ROMA, 4 SETTEMBRE 2013 – Il Burning Man 2013 si è concluso due giorni fa, ma la potenza social del festival “autosufficiente” non si ferma.
Niente elettricità, niente telefoni, niente fotografi professionisti ma tanti fotografi votati a Instagram: è proprio dal social delle foto che arriva una testimonianza eccezionale del festival ideato nel 1990 da Kevin Evans, John Law e Michael Mikel. Il festival si tiene nel deserto del Nevada ed è una kermesse di arte, musica e autosufficienza. Il nome deriva dall’idea di bruciare un’enorme scultura di legno dalla forma umana.
Niente a che vedere con Woodstock però: la forza del Burning Man sta nella sperimentazione annuale in arte, creatività, espressione di sé stessi. Papere giganti, vascelli nel deserto, installazioni con la scritta Love e altre con la scritta Boring, sfere sospese nel vuoto: per costruire una comunità urbana a Black Rock City, nel cuore degli Stati Uniti, i “burner” – come si definiscono i partecipanti al festival – posizionano le proprie installazioni artistiche o si svolgono le proprie esibizioni nello spicchio lasciato “vuoto” al centro dei cerchi concentrici che formano la città stessa del festival.

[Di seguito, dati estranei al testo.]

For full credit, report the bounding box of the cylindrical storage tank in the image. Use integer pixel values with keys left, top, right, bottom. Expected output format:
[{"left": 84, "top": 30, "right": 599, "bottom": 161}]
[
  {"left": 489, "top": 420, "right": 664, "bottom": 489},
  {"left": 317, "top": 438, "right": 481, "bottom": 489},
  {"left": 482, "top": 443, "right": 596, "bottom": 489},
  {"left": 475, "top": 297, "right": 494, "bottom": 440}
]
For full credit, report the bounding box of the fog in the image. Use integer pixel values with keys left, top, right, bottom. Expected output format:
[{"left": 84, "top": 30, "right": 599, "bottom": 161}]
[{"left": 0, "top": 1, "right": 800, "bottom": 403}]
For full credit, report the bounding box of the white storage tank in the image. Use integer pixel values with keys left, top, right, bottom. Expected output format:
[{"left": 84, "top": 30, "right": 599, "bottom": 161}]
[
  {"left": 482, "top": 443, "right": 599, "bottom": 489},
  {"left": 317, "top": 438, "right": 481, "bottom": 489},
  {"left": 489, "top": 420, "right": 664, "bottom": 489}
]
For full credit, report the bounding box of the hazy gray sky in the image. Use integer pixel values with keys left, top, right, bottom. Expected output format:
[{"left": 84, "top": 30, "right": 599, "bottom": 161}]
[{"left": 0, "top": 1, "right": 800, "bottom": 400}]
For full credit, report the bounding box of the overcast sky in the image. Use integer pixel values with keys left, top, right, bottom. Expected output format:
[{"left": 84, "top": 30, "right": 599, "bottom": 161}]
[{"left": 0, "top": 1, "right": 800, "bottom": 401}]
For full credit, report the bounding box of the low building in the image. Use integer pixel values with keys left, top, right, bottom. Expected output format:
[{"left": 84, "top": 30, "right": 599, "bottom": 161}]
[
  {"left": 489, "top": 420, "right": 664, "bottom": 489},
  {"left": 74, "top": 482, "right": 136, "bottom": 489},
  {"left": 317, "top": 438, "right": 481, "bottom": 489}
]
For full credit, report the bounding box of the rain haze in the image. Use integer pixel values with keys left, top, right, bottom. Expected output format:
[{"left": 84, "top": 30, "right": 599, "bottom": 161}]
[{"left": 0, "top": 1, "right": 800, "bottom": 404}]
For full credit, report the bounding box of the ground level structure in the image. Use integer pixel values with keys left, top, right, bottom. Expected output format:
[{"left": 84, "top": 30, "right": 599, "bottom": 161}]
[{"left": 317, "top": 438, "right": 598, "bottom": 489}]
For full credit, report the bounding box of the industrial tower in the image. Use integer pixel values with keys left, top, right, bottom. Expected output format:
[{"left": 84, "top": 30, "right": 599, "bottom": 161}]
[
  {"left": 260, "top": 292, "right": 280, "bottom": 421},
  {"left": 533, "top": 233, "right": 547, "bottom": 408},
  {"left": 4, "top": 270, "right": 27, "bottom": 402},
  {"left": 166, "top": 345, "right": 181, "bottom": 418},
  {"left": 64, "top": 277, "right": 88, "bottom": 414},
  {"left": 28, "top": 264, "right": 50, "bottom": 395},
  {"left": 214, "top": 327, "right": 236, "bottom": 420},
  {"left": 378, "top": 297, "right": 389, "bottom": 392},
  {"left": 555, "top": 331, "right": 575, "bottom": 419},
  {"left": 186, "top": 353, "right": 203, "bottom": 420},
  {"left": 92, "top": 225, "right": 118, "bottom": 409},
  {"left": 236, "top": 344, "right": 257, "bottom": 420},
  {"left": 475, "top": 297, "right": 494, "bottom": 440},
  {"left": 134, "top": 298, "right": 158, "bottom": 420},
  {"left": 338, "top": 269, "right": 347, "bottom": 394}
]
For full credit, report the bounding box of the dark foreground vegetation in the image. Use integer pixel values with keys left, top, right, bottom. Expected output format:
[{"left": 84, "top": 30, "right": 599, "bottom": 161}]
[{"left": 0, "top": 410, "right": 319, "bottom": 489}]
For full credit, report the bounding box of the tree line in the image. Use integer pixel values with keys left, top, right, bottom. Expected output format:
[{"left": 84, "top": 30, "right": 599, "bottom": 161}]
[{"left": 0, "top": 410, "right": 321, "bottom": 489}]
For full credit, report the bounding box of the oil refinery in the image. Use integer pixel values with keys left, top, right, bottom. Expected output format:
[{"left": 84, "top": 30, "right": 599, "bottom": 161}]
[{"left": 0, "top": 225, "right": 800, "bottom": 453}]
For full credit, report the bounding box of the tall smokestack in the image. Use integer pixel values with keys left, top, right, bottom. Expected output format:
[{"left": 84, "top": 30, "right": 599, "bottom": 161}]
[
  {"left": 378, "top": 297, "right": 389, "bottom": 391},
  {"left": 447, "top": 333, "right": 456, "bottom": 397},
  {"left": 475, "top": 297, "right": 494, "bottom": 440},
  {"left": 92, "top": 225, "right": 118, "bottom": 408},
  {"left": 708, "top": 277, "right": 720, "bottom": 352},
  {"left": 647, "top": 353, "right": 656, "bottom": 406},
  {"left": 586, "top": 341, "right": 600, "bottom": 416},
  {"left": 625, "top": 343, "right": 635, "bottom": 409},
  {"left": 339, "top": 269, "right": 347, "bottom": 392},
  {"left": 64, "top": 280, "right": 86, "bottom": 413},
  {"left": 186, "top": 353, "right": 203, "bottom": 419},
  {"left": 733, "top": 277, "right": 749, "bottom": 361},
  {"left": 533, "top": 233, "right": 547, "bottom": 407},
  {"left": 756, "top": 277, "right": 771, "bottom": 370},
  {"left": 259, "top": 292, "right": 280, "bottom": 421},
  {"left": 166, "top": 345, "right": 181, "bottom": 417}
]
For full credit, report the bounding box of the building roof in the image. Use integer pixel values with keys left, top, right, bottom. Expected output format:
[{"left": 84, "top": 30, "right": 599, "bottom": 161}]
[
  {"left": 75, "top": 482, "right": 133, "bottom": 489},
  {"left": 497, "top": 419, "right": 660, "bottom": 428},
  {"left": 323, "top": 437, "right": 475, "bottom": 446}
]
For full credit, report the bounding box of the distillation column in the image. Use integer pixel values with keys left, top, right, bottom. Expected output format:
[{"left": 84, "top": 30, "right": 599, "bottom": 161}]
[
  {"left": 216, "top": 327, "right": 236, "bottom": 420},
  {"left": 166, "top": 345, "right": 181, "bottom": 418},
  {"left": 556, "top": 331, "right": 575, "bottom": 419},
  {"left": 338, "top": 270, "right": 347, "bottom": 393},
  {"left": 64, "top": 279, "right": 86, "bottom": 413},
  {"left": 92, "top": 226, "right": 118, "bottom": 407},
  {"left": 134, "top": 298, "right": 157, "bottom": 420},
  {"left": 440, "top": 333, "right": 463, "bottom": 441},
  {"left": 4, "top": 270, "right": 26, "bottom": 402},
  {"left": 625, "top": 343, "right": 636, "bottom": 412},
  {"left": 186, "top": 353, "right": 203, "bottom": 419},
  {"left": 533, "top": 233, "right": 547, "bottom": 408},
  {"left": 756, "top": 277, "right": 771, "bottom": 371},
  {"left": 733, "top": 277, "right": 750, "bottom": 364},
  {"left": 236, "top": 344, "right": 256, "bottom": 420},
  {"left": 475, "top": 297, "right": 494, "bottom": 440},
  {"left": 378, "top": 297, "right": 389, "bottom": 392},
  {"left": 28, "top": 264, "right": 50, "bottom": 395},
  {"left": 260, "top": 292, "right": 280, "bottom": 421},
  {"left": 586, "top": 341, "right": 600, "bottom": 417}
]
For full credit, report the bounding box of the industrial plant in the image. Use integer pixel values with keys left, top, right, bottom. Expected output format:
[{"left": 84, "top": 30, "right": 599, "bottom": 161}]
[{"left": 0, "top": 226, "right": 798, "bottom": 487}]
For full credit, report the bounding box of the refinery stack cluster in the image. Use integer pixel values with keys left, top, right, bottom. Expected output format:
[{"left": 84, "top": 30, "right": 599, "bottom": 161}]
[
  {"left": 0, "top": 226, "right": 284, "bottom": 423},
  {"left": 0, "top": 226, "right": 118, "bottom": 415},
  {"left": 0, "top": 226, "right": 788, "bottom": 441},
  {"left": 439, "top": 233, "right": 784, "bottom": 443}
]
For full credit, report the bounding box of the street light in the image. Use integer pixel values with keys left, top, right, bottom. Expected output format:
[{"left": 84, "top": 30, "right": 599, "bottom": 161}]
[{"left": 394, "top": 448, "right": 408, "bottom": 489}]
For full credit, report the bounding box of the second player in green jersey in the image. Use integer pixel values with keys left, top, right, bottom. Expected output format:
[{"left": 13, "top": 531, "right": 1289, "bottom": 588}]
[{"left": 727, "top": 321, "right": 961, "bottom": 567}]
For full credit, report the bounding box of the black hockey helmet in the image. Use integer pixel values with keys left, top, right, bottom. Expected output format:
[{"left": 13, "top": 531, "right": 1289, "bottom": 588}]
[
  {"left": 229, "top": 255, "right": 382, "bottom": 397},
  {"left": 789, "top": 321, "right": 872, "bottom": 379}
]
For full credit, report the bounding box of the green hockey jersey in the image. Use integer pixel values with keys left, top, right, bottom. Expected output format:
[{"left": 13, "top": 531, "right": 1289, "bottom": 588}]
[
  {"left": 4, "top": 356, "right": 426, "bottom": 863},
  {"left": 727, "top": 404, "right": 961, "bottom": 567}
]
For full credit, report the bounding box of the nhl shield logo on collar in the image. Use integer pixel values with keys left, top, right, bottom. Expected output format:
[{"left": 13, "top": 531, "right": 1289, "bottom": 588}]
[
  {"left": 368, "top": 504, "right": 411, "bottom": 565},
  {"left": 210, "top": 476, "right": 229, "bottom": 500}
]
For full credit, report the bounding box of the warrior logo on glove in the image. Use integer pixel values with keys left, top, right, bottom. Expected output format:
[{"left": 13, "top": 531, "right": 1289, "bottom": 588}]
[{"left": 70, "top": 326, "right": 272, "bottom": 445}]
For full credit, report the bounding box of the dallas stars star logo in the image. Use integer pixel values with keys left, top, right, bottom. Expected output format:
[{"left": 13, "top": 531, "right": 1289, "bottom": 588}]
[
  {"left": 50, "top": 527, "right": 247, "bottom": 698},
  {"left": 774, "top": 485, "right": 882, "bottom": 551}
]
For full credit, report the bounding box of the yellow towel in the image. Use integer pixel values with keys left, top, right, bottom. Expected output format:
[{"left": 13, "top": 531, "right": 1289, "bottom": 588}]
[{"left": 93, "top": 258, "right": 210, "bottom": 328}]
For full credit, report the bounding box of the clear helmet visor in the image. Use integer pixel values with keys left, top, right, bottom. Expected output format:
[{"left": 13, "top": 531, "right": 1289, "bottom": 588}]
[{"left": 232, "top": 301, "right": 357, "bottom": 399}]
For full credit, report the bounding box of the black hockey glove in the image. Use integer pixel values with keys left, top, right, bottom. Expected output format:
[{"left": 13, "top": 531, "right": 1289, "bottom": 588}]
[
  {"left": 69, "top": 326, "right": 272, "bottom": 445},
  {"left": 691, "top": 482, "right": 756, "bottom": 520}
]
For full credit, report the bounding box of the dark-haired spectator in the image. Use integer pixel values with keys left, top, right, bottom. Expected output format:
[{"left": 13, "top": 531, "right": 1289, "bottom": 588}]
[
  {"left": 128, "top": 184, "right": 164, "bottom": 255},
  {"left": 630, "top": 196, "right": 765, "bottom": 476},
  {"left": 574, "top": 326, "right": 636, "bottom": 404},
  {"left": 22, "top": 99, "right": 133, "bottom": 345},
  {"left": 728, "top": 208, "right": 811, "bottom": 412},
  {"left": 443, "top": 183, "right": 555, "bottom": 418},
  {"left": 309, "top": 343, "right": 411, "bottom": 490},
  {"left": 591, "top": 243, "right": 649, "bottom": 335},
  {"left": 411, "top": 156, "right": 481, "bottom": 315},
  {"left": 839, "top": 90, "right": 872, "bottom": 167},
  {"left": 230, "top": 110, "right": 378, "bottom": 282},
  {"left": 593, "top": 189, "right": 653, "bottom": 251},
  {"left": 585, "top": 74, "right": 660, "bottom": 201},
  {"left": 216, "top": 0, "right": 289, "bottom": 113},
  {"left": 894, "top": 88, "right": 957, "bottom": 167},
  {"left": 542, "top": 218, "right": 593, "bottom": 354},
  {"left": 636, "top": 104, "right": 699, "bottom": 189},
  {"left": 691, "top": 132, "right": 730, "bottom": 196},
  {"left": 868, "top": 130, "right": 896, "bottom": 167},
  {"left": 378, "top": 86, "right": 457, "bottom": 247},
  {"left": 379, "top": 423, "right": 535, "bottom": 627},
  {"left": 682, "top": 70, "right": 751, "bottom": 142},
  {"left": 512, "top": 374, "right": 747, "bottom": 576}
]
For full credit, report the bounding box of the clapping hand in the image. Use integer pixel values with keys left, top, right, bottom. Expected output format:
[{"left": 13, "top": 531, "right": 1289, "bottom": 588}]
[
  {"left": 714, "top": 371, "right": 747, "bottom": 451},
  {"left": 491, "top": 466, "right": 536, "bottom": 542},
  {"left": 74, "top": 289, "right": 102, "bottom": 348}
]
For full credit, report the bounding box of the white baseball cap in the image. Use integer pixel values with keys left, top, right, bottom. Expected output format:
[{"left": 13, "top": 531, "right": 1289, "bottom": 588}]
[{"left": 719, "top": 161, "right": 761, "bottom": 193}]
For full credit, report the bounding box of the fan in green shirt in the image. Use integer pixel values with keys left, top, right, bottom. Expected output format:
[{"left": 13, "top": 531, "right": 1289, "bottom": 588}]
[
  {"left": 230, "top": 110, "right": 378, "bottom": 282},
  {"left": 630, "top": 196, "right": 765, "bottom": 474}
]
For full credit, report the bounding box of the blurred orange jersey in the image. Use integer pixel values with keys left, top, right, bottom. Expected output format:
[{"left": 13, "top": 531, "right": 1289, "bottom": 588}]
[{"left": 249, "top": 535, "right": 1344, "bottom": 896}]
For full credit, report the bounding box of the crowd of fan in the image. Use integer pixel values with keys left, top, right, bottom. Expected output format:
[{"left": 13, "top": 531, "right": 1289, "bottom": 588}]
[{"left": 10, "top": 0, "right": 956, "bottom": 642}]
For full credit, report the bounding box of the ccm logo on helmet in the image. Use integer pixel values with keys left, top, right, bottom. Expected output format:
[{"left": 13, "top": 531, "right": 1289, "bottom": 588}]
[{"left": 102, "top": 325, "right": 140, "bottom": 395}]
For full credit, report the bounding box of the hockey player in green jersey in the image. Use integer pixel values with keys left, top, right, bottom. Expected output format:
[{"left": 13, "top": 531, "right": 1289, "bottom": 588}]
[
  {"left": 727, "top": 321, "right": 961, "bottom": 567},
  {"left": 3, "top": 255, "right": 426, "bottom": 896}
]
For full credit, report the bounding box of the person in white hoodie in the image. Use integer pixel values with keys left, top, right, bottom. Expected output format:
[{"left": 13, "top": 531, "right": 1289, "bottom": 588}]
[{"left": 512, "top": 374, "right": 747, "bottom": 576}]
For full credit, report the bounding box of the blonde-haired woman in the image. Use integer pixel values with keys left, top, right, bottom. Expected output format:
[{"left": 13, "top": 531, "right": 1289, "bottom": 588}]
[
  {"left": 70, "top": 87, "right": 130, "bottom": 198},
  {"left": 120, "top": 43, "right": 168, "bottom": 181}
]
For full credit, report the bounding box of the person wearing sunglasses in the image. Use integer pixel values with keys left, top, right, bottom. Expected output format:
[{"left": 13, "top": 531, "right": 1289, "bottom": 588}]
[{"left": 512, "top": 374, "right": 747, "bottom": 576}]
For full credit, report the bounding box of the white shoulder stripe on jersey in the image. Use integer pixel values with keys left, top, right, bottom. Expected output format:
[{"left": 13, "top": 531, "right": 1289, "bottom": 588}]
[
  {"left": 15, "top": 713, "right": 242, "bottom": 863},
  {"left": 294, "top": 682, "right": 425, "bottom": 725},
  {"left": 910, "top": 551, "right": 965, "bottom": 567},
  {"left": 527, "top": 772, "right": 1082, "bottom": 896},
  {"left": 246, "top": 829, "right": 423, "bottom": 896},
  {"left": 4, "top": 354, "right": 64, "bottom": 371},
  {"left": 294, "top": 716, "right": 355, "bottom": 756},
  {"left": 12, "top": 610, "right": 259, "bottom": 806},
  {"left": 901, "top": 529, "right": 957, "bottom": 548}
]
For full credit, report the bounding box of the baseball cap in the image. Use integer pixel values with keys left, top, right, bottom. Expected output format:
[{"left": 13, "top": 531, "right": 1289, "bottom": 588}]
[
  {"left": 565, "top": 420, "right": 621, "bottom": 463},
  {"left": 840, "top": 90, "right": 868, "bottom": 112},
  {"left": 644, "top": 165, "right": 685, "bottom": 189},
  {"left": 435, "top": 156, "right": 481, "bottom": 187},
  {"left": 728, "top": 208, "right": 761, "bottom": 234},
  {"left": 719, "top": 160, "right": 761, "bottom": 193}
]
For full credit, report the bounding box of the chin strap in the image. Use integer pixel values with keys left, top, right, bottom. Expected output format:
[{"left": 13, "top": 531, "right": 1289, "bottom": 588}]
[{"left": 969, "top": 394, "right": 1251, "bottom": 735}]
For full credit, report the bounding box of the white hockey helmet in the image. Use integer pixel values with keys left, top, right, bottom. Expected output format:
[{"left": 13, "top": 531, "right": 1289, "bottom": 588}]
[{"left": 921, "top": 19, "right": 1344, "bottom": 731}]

I partecipanti di quest’anno sono stati 70 mila (un numero enorme, considerando che il biglietto si aggirava sui 400 dollari). Hannoc reato la città itinerante, una utopia nel deserto, che è sparita proprio lunedì per tornare a vivere l’anno prossima nella futura edizione del festival che sta cambiando lo scenario post-hippy e anticonformista. Dal 1990 ad oggi, si può parlare di cultura 3.0? Superare la rete per restare e scoppiare nella rete stessa.